The experiments let the team compare the use of additive and non-additive statistical models under controlled conditions.
How temperature revealed genetic effects
Temperature proved to be a powerful tool for revealing how genetic effects changed across environments. In this study, eight of the 16 genetic loci linked to heart rate in medaka produced phenotypic differences under different temperature conditions. For one of these loci, genetic differences had no effect on heart rate at lower temperatures (21ºC) but strongly influenced it at higher temperatures (26ºC). However, the response was strain-specific.
“Depending on the strain, the response to temperature was quite drastic,” said Welz. “For some strains, the heart rate increased a lot at higher temperatures, but for others it didn’t change very much.”
This flexibility highlights why environmental context is essential when interpreting genetic effects. Interpreting genetic influence without accounting for the environment can result in missing important aspects of how traits are expressed in real biological settings. This is something Welz is now pursuing further with single-cell methods as a postdoc in EMBL Heidelberg’s Dorrity Lab.
Lab predictions confirmed in the wild
To check the results in a more natural context, the team led by the Heidelberg group returned to Japan with biologist and medaka expert Kiyoshi Naruse from the National Institute for Basic Biology (NIBB). They went to the same rice fields where the original medaka strains were collected 15 years earlier. Working directly with wild fish caught from this site, the researchers sequenced the medaka genomes.
“Seeing lab predictions match nature was a key moment for us,” said Welz. “It showed that the genetic models we built from the lab data weren’t just statistically sound, they reflected what’s happening in real populations.” Pierotti agreed.
Handling large-scale data and lots of fish
The experiments handling large numbers of fish (100,000) in the Heidelberg University and KIT facilities generated vast amounts of information, including thousands of video recordings of the medaka fish. This made the data both storage-intensive and computationally demanding to analyse.

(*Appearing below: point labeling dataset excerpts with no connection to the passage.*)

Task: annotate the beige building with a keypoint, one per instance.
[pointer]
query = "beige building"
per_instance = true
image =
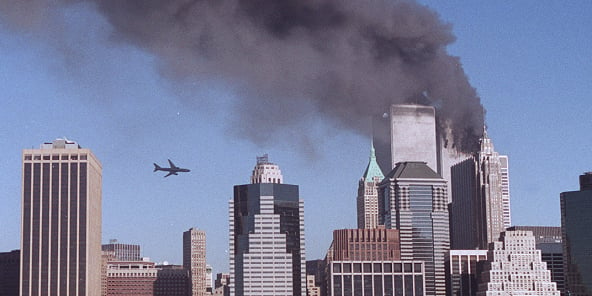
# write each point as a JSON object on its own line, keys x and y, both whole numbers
{"x": 194, "y": 259}
{"x": 367, "y": 201}
{"x": 61, "y": 221}
{"x": 515, "y": 267}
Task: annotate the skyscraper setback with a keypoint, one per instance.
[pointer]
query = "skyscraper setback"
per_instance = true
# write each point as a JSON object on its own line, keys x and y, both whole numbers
{"x": 414, "y": 201}
{"x": 267, "y": 252}
{"x": 61, "y": 221}
{"x": 480, "y": 208}
{"x": 194, "y": 259}
{"x": 367, "y": 200}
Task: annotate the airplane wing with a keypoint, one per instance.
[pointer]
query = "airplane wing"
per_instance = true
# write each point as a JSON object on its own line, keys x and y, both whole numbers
{"x": 172, "y": 165}
{"x": 170, "y": 173}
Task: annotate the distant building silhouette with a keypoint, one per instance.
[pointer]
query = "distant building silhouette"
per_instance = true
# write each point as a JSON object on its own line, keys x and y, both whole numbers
{"x": 413, "y": 199}
{"x": 194, "y": 259}
{"x": 61, "y": 221}
{"x": 122, "y": 252}
{"x": 480, "y": 208}
{"x": 172, "y": 280}
{"x": 9, "y": 273}
{"x": 548, "y": 240}
{"x": 576, "y": 231}
{"x": 267, "y": 252}
{"x": 367, "y": 200}
{"x": 131, "y": 278}
{"x": 515, "y": 267}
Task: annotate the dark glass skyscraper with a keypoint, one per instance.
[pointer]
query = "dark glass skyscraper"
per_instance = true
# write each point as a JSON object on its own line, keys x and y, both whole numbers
{"x": 267, "y": 254}
{"x": 413, "y": 198}
{"x": 576, "y": 218}
{"x": 61, "y": 221}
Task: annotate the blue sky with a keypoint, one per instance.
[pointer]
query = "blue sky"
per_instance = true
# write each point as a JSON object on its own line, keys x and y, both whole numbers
{"x": 529, "y": 61}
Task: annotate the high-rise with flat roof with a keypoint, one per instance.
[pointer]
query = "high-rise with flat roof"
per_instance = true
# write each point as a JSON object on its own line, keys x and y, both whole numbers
{"x": 267, "y": 252}
{"x": 122, "y": 252}
{"x": 413, "y": 199}
{"x": 480, "y": 208}
{"x": 576, "y": 232}
{"x": 514, "y": 267}
{"x": 194, "y": 259}
{"x": 367, "y": 201}
{"x": 61, "y": 221}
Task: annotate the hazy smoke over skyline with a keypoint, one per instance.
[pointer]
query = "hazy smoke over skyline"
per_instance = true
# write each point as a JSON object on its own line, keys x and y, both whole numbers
{"x": 346, "y": 60}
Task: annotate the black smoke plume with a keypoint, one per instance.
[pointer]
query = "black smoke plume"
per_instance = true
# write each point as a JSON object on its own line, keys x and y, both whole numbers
{"x": 346, "y": 60}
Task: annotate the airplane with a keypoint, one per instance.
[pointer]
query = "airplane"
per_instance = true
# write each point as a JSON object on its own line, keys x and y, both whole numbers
{"x": 173, "y": 169}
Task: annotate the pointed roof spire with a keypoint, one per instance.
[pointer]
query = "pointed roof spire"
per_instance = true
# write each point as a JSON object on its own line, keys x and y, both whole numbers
{"x": 372, "y": 170}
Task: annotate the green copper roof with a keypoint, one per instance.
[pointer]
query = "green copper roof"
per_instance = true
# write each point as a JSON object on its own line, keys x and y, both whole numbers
{"x": 372, "y": 170}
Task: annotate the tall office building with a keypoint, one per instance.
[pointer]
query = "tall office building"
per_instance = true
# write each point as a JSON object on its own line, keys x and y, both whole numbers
{"x": 122, "y": 252}
{"x": 413, "y": 199}
{"x": 576, "y": 233}
{"x": 61, "y": 221}
{"x": 9, "y": 273}
{"x": 515, "y": 267}
{"x": 267, "y": 252}
{"x": 548, "y": 240}
{"x": 480, "y": 198}
{"x": 462, "y": 268}
{"x": 367, "y": 201}
{"x": 194, "y": 259}
{"x": 406, "y": 133}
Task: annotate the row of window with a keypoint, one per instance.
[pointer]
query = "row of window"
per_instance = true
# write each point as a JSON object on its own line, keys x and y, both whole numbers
{"x": 56, "y": 157}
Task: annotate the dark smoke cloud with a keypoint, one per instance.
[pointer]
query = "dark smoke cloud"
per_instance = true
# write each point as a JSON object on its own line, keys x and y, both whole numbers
{"x": 347, "y": 60}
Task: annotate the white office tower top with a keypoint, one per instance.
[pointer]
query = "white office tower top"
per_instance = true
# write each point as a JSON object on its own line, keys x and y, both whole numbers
{"x": 266, "y": 172}
{"x": 515, "y": 268}
{"x": 491, "y": 183}
{"x": 267, "y": 244}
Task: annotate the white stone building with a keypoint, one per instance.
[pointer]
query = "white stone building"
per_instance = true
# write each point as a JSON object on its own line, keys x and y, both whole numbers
{"x": 515, "y": 267}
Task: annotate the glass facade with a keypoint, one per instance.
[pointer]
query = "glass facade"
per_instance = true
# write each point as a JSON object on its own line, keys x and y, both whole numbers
{"x": 378, "y": 279}
{"x": 576, "y": 218}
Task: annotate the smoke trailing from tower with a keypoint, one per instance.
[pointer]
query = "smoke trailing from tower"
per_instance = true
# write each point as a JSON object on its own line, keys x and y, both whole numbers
{"x": 346, "y": 60}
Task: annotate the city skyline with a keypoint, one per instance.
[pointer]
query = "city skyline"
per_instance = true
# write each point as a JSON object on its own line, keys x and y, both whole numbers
{"x": 534, "y": 87}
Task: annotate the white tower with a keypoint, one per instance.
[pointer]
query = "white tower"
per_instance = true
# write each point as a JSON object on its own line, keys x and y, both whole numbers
{"x": 515, "y": 268}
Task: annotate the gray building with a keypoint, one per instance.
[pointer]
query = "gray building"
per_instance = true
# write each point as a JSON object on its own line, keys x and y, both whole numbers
{"x": 576, "y": 233}
{"x": 367, "y": 200}
{"x": 480, "y": 208}
{"x": 548, "y": 240}
{"x": 122, "y": 252}
{"x": 413, "y": 199}
{"x": 9, "y": 273}
{"x": 267, "y": 251}
{"x": 61, "y": 221}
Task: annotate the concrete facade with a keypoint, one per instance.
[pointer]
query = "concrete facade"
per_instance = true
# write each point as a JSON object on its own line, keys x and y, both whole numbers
{"x": 61, "y": 221}
{"x": 367, "y": 200}
{"x": 194, "y": 259}
{"x": 413, "y": 199}
{"x": 515, "y": 267}
{"x": 480, "y": 208}
{"x": 267, "y": 250}
{"x": 576, "y": 232}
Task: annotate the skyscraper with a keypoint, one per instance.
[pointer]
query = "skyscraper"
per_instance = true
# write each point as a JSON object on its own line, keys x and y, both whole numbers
{"x": 406, "y": 133}
{"x": 480, "y": 208}
{"x": 548, "y": 240}
{"x": 267, "y": 252}
{"x": 576, "y": 233}
{"x": 515, "y": 267}
{"x": 367, "y": 201}
{"x": 413, "y": 199}
{"x": 123, "y": 252}
{"x": 61, "y": 221}
{"x": 194, "y": 259}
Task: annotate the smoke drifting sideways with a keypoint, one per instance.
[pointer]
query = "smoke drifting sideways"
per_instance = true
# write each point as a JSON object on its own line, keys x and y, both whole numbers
{"x": 345, "y": 60}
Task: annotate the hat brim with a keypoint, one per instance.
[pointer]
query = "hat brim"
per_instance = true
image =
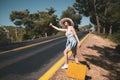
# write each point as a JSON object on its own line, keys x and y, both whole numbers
{"x": 61, "y": 22}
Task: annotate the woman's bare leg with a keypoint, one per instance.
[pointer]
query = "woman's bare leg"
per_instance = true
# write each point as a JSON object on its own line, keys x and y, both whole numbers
{"x": 74, "y": 51}
{"x": 66, "y": 55}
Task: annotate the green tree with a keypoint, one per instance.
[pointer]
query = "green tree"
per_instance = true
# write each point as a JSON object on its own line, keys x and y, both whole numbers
{"x": 17, "y": 18}
{"x": 89, "y": 8}
{"x": 71, "y": 13}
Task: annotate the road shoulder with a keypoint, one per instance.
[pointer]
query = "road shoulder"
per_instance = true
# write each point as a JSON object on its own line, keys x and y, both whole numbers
{"x": 102, "y": 60}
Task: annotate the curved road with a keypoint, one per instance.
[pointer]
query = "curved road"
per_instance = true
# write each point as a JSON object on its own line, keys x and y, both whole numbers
{"x": 29, "y": 63}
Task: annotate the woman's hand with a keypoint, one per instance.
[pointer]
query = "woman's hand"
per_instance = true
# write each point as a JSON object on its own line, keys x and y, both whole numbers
{"x": 50, "y": 24}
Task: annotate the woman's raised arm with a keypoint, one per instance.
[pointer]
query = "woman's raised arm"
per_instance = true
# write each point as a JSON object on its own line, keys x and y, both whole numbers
{"x": 59, "y": 29}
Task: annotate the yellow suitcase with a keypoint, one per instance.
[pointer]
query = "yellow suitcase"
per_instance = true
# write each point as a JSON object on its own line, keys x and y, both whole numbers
{"x": 76, "y": 70}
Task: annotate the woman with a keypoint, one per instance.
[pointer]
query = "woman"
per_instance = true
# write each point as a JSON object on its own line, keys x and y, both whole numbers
{"x": 72, "y": 39}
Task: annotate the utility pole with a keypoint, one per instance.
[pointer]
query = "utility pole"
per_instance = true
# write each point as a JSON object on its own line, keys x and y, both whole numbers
{"x": 6, "y": 30}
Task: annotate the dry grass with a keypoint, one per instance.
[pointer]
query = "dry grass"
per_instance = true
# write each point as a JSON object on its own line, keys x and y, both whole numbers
{"x": 102, "y": 60}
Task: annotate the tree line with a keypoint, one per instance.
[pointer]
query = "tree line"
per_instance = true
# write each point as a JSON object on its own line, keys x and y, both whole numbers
{"x": 104, "y": 14}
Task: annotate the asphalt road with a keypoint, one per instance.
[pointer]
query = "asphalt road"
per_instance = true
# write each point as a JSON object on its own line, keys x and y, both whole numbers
{"x": 32, "y": 62}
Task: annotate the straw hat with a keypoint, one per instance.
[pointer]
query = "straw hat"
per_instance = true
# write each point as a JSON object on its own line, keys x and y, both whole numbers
{"x": 61, "y": 22}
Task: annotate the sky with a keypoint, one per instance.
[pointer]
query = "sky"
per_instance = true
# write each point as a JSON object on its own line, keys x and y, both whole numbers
{"x": 7, "y": 6}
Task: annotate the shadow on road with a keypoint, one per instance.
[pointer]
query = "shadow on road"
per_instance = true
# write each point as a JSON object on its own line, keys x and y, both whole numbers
{"x": 109, "y": 59}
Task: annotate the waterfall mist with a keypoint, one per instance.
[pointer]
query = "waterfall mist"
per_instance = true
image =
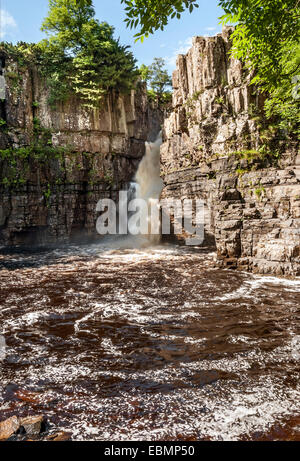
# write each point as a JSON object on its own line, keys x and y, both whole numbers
{"x": 149, "y": 183}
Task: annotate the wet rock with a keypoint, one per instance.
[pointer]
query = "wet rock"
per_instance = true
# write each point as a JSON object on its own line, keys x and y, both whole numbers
{"x": 33, "y": 425}
{"x": 252, "y": 209}
{"x": 9, "y": 427}
{"x": 59, "y": 437}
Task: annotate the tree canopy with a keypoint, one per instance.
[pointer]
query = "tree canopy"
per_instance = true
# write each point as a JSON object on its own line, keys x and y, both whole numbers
{"x": 266, "y": 39}
{"x": 158, "y": 78}
{"x": 81, "y": 53}
{"x": 152, "y": 15}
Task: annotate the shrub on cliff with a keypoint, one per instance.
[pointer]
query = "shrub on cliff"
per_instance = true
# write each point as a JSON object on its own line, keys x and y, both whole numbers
{"x": 81, "y": 54}
{"x": 158, "y": 79}
{"x": 266, "y": 39}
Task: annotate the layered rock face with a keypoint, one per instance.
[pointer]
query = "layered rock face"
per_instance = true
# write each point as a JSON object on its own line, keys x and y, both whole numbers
{"x": 56, "y": 198}
{"x": 218, "y": 149}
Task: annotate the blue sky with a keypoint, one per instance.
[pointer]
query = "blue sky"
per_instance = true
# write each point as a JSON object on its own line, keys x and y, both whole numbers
{"x": 21, "y": 20}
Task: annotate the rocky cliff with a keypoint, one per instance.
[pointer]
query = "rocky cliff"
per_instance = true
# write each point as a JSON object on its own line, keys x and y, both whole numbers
{"x": 56, "y": 164}
{"x": 219, "y": 148}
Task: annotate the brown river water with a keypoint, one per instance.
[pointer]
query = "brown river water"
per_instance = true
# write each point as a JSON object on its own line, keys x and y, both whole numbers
{"x": 149, "y": 344}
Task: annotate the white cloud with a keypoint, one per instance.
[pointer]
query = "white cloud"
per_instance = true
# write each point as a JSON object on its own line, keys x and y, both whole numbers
{"x": 183, "y": 48}
{"x": 7, "y": 23}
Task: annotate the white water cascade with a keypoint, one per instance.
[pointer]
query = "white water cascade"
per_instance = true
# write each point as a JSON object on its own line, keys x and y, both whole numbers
{"x": 149, "y": 185}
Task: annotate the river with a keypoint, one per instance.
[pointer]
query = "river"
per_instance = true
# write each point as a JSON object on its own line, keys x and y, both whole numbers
{"x": 156, "y": 343}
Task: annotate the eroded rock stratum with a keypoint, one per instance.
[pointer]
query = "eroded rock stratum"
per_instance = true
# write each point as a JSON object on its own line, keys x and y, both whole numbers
{"x": 219, "y": 148}
{"x": 64, "y": 160}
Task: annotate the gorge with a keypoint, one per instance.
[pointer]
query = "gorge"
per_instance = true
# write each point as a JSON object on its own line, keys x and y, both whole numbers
{"x": 113, "y": 340}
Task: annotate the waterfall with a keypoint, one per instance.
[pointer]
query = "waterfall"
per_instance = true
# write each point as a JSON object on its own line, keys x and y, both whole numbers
{"x": 148, "y": 183}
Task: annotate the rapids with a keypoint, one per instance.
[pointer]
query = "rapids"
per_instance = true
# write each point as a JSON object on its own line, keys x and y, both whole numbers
{"x": 117, "y": 343}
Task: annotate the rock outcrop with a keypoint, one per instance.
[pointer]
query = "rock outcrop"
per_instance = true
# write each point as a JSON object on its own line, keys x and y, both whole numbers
{"x": 52, "y": 198}
{"x": 218, "y": 148}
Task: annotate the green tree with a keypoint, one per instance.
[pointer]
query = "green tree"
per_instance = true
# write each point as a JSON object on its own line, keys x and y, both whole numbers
{"x": 266, "y": 39}
{"x": 158, "y": 78}
{"x": 82, "y": 54}
{"x": 151, "y": 15}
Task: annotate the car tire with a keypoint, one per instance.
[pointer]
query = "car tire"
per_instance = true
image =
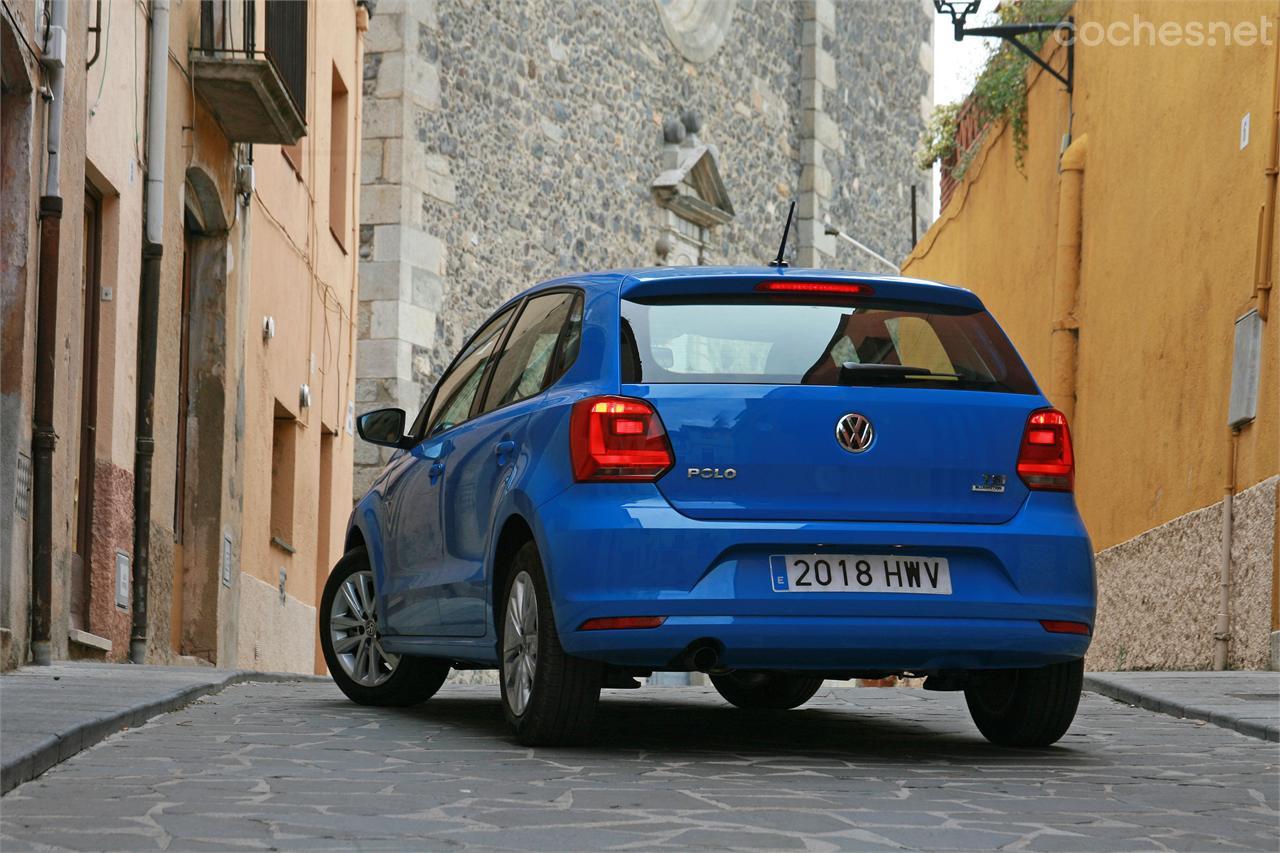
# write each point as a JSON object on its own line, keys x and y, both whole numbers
{"x": 767, "y": 690}
{"x": 548, "y": 696}
{"x": 352, "y": 643}
{"x": 1027, "y": 707}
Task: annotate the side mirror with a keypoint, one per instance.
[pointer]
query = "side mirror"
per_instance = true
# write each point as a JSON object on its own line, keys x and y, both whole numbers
{"x": 383, "y": 427}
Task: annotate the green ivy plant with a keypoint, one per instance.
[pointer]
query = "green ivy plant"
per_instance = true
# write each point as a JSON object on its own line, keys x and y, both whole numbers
{"x": 1000, "y": 91}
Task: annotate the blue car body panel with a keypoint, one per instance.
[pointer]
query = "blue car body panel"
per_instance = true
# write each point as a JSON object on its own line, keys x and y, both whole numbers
{"x": 700, "y": 556}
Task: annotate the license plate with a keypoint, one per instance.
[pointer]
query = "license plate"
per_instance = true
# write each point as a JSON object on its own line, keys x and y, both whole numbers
{"x": 860, "y": 573}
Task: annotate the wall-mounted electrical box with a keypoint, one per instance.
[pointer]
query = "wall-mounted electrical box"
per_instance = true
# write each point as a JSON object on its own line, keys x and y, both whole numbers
{"x": 1246, "y": 365}
{"x": 123, "y": 573}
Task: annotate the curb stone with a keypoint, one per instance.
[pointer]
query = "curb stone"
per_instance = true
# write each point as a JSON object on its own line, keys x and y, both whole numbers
{"x": 1251, "y": 728}
{"x": 59, "y": 747}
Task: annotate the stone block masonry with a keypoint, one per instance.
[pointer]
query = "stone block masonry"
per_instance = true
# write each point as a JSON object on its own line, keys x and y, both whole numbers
{"x": 511, "y": 144}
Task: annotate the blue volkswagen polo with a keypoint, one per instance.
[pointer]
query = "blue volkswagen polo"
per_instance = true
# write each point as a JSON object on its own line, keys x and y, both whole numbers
{"x": 769, "y": 475}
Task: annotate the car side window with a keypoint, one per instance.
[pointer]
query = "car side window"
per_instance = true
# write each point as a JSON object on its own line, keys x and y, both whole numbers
{"x": 526, "y": 364}
{"x": 456, "y": 392}
{"x": 566, "y": 351}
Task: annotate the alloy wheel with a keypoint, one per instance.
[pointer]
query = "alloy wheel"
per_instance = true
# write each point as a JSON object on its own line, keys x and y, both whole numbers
{"x": 520, "y": 643}
{"x": 357, "y": 641}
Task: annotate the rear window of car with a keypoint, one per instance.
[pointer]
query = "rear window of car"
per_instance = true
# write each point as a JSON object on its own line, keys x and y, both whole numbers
{"x": 872, "y": 342}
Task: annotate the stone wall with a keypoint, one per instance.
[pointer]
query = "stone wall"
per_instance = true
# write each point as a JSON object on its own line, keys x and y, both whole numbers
{"x": 1157, "y": 592}
{"x": 506, "y": 144}
{"x": 885, "y": 71}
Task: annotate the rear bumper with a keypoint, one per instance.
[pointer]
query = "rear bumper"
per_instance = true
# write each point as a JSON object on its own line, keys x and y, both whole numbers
{"x": 621, "y": 550}
{"x": 835, "y": 643}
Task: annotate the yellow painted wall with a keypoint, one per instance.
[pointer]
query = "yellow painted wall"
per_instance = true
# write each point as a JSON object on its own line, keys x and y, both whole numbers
{"x": 1168, "y": 243}
{"x": 1169, "y": 219}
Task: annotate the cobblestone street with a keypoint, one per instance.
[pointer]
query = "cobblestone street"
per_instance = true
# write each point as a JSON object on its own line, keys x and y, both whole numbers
{"x": 296, "y": 766}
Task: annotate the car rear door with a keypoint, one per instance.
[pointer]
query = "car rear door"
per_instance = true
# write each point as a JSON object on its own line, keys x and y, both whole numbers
{"x": 415, "y": 515}
{"x": 754, "y": 392}
{"x": 489, "y": 450}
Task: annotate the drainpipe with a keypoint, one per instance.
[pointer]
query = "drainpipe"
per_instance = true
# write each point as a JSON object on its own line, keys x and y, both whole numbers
{"x": 1267, "y": 215}
{"x": 149, "y": 314}
{"x": 1223, "y": 629}
{"x": 1264, "y": 267}
{"x": 1064, "y": 342}
{"x": 44, "y": 438}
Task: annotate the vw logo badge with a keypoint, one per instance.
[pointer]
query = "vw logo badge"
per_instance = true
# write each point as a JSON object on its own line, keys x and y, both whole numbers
{"x": 854, "y": 433}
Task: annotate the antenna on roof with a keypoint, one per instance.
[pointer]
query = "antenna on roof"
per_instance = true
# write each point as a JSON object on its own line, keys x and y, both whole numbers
{"x": 786, "y": 232}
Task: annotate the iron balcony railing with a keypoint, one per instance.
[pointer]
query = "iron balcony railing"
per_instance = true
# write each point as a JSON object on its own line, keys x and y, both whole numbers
{"x": 286, "y": 39}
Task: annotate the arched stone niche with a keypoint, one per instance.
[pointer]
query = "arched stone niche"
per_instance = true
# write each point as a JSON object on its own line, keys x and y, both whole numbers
{"x": 696, "y": 28}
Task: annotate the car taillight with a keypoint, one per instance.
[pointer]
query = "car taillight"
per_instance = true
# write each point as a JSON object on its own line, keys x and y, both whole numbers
{"x": 848, "y": 288}
{"x": 617, "y": 438}
{"x": 1045, "y": 460}
{"x": 620, "y": 623}
{"x": 1059, "y": 626}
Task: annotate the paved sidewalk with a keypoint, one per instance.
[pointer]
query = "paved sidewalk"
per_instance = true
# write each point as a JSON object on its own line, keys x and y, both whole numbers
{"x": 1244, "y": 702}
{"x": 298, "y": 767}
{"x": 48, "y": 714}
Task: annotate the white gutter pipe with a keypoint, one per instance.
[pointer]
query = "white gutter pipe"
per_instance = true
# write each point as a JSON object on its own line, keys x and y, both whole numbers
{"x": 158, "y": 94}
{"x": 835, "y": 232}
{"x": 149, "y": 319}
{"x": 55, "y": 62}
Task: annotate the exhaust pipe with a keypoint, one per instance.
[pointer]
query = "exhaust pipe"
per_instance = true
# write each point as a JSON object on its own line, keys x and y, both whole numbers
{"x": 704, "y": 656}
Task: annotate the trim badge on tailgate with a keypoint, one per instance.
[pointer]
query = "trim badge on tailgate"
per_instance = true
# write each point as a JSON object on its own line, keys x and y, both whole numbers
{"x": 854, "y": 432}
{"x": 993, "y": 483}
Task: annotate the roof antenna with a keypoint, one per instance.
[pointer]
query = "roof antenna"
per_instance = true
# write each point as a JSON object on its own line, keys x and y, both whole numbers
{"x": 786, "y": 232}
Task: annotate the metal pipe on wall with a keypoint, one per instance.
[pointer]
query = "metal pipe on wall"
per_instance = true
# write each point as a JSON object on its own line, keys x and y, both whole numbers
{"x": 1064, "y": 341}
{"x": 149, "y": 318}
{"x": 44, "y": 437}
{"x": 1223, "y": 629}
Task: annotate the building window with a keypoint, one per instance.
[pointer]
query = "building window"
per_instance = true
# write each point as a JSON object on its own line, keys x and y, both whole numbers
{"x": 339, "y": 173}
{"x": 283, "y": 466}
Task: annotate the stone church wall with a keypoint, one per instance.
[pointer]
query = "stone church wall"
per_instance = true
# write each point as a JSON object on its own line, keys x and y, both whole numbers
{"x": 508, "y": 142}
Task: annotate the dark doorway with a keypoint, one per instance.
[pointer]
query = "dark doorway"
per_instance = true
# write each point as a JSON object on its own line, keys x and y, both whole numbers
{"x": 179, "y": 488}
{"x": 87, "y": 463}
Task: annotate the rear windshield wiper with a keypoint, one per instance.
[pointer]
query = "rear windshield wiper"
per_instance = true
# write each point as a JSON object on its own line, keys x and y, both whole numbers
{"x": 853, "y": 373}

Because part of the work was carried out in Japan using specialised imaging equipment generously provided by Bruker Germany, the team initially planned to transfer the data digitally. However, the sheer size of the files made this impractical.
“We tried to transfer the data digitally, but it was going to take an extremely long time,” said Pierotti. “In the end, we copied everything to hard drives and physically brought them back with us.”
Most of the analysis was conducted using data collected at Heidelberg University. Pierotti developed computational pipelines to process the sequencing data and run large-scale genetic association analyses. These workflows were designed not just for this study, but to be reusable for future projects dealing with similarly complex datasets.
Implications for human genetics
Gene-environment interactions shape complex traits in humans, but they are difficult to measure.
Medaka experiments show that key non-additive genetic effects can be detected if environmental factors are carefully measured. “The experiment with medaka revealed patterns that would otherwise remain hidden in humans,” explains Pierotti. “They give us a way to test which assumptions in human genetics hold up and which ones don’t.”
Why this research is important
This study clarifies gene-environment interactions, validates widely used genetic models, and highlights the value of model organisms for genetic research.
By revealing how genes and the environment interact, medaka fish offer insights that could reshape how scientists study complex traits in humans, and how genetic models are interpreted more broadly.